Alfie Richards <[email protected]> writes:
> diff --git a/gcc/attribs.cc b/gcc/attribs.cc
> index b00d9529a8d..d0f37d77098 100644
> --- a/gcc/attribs.cc
> +++ b/gcc/attribs.cc
> [...]
> @@ -1287,6 +1282,33 @@ make_dispatcher_decl (const tree decl)
> DECL_EXTERNAL (func_decl) = 1;
> /* This will be of type IFUNCs have to be externally visible. */
> TREE_PUBLIC (func_decl) = 1;
> + TREE_NOTHROW (func_decl) = TREE_NOTHROW (decl);
> +
> + /* Set the decl name to avoid graph_node re-mangling it. */
> + SET_DECL_ASSEMBLER_NAME (func_decl, DECL_ASSEMBLER_NAME (decl));
> +
> + cgraph_node *node = cgraph_node::get (decl);
> + gcc_assert (node);
> + cgraph_function_version_info *node_v = node->function_version ();
> + gcc_assert (node_v);
Very minor suggestion, but: all callers already have the node to hand
and pass the decl inside it, so perhaps it would make sense to change
make_dispatcher_decl so that it takes the cgraph node instead.
> [...]
> @@ -19894,37 +19894,35 @@ static aarch64_fmv_feature_datum
> aarch64_fmv_feature_data[] = {
> the extension string is created and stored to INVALID_EXTENSION. */
>
> static enum aarch_parse_opt_result
> -aarch64_parse_fmv_features (const char *str, aarch64_feature_flags
> *isa_flags,
> +aarch64_parse_fmv_features (string_slice str, aarch64_feature_flags
> *isa_flags,
> aarch64_fmv_feature_mask *feature_mask,
> std::string *invalid_extension)
> {
> if (feature_mask)
> *feature_mask = 0ULL;
>
> - if (strcmp (str, "default") == 0)
> + if (str == "default")
> return AARCH_PARSE_OK;
>
> - while (str != NULL && *str != 0)
> + string_slice str_parse = str;
> +
> + gcc_assert (str.is_valid ());
> + while (str_parse.is_valid ())
> {
> - const char *ext;
> - size_t len;
> + string_slice ext;
>
> - ext = strchr (str, '+');
> + ext = string_slice::tokenize (&str_parse, string_slice ("+"));
Following on from the comment about explicit constructors, it'd be
nice not to need the explicit constructor here.
> - if (ext != NULL)
> - len = ext - str;
> - else
> - len = strlen (str);
> + gcc_assert (ext.is_valid ());
>
> - if (len == 0)
> + if (!ext.is_valid () || ext.empty ())
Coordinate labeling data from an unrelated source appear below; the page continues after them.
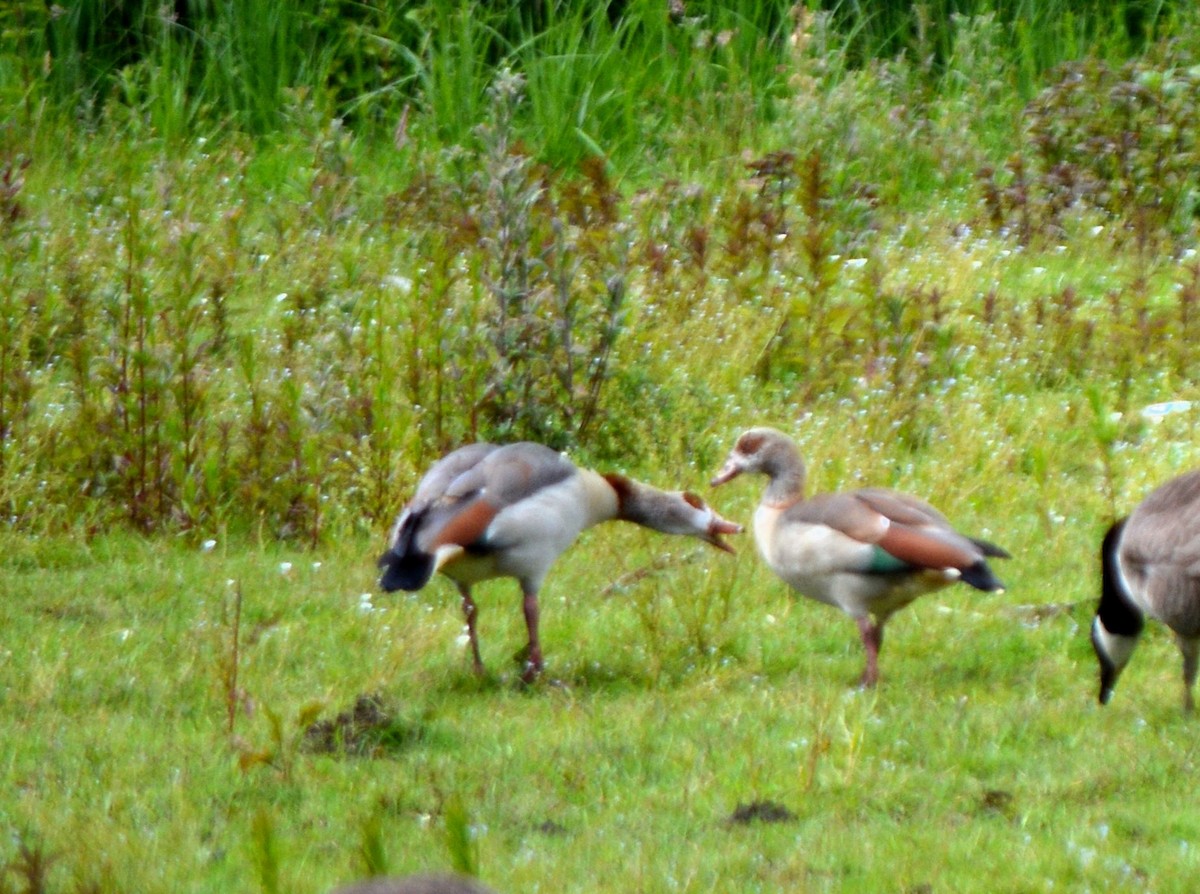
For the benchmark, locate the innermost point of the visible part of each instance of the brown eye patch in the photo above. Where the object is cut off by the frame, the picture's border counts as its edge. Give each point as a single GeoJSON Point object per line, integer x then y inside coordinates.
{"type": "Point", "coordinates": [749, 443]}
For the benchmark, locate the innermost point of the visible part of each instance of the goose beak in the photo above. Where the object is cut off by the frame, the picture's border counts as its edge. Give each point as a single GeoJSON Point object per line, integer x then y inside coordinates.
{"type": "Point", "coordinates": [731, 469]}
{"type": "Point", "coordinates": [721, 526]}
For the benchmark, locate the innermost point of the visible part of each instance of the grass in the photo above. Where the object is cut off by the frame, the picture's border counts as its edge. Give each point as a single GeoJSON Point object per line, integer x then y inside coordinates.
{"type": "Point", "coordinates": [229, 351]}
{"type": "Point", "coordinates": [671, 702]}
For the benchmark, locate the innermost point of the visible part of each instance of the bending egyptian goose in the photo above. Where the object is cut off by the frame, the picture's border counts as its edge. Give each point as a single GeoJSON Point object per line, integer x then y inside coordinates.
{"type": "Point", "coordinates": [868, 552]}
{"type": "Point", "coordinates": [489, 511]}
{"type": "Point", "coordinates": [1150, 564]}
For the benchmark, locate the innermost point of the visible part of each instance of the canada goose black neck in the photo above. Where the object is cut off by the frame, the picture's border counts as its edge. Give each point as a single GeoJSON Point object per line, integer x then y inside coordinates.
{"type": "Point", "coordinates": [1116, 611]}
The assert makes the !ext.is_valid () part redundant.
> return AARCH_PARSE_MISSING_ARG;
>
> int num_features = ARRAY_SIZE (aarch64_fmv_feature_data);
> int i;
> for (i = 0; i < num_features; i++)
> {
> - if (strlen (aarch64_fmv_feature_data[i].name) == len
> - && strncmp (aarch64_fmv_feature_data[i].name, str, len) == 0)
> + if (aarch64_fmv_feature_data[i].name == ext)
> {
> if (isa_flags)
> *isa_flags |= aarch64_fmv_feature_data[i].opt_flags;
> [...]
> @@ -19992,7 +19987,7 @@ aarch64_process_target_version_attr (tree args)
> return false;
> }
>
> - const char *str = TREE_STRING_POINTER (args);
> + string_slice str = string_slice (TREE_STRING_POINTER (args));
Similarly here, I'd hope:
string_slice str = TREE_STRING_POINTER (args);
would be enough.
>
> enum aarch_parse_opt_result parse_res;
> auto isa_flags = aarch64_asm_isa_flags;
> @@ -20195,36 +20191,33 @@ tree
> aarch64_mangle_decl_assembler_name (tree decl, tree id)
> {
> /* For function version, add the target suffix to the assembler name. */
> - if (TREE_CODE (decl) == FUNCTION_DECL
> - && DECL_FUNCTION_VERSIONED (decl))
> + if (TREE_CODE (decl) == FUNCTION_DECL)
> {
> - aarch64_fmv_feature_mask feature_mask = get_feature_mask_for_version
> (decl);
> -
> - std::string name = IDENTIFIER_POINTER (id);
> -
> - /* For the default version, append ".default". */
> - if (feature_mask == 0ULL)
> + cgraph_node *node = cgraph_node::get (decl);
> + if (node && node->dispatcher_function)
> + return id;
> + else if (node && node->dispatcher_resolver_function)
> + return clone_identifier (id, "resolver");
> + else if (DECL_FUNCTION_VERSIONED (decl))
> {
> - name += ".default";
> - return get_identifier (name.c_str());
> - }
> + aarch64_fmv_feature_mask feature_mask
> + = get_feature_mask_for_version (decl);
>
> - name += "._";
> + if (feature_mask == 0ULL)
> + return clone_identifier (id, "default");
>
> - int num_features = ARRAY_SIZE (aarch64_fmv_feature_data);
> - for (int i = 0; i < num_features; i++)
> - {
> - if (feature_mask & aarch64_fmv_feature_data[i].feature_mask)
> - {
> - name += "M";
> - name += aarch64_fmv_feature_data[i].name;
> - }
> - }
> + std::string suffix = "_";
>
> - if (DECL_ASSEMBLER_NAME_SET_P (decl))
> - SET_DECL_RTL (decl, NULL);
> + int num_features = ARRAY_SIZE (aarch64_fmv_feature_data);
> + for (int i = 0; i < num_features; i++)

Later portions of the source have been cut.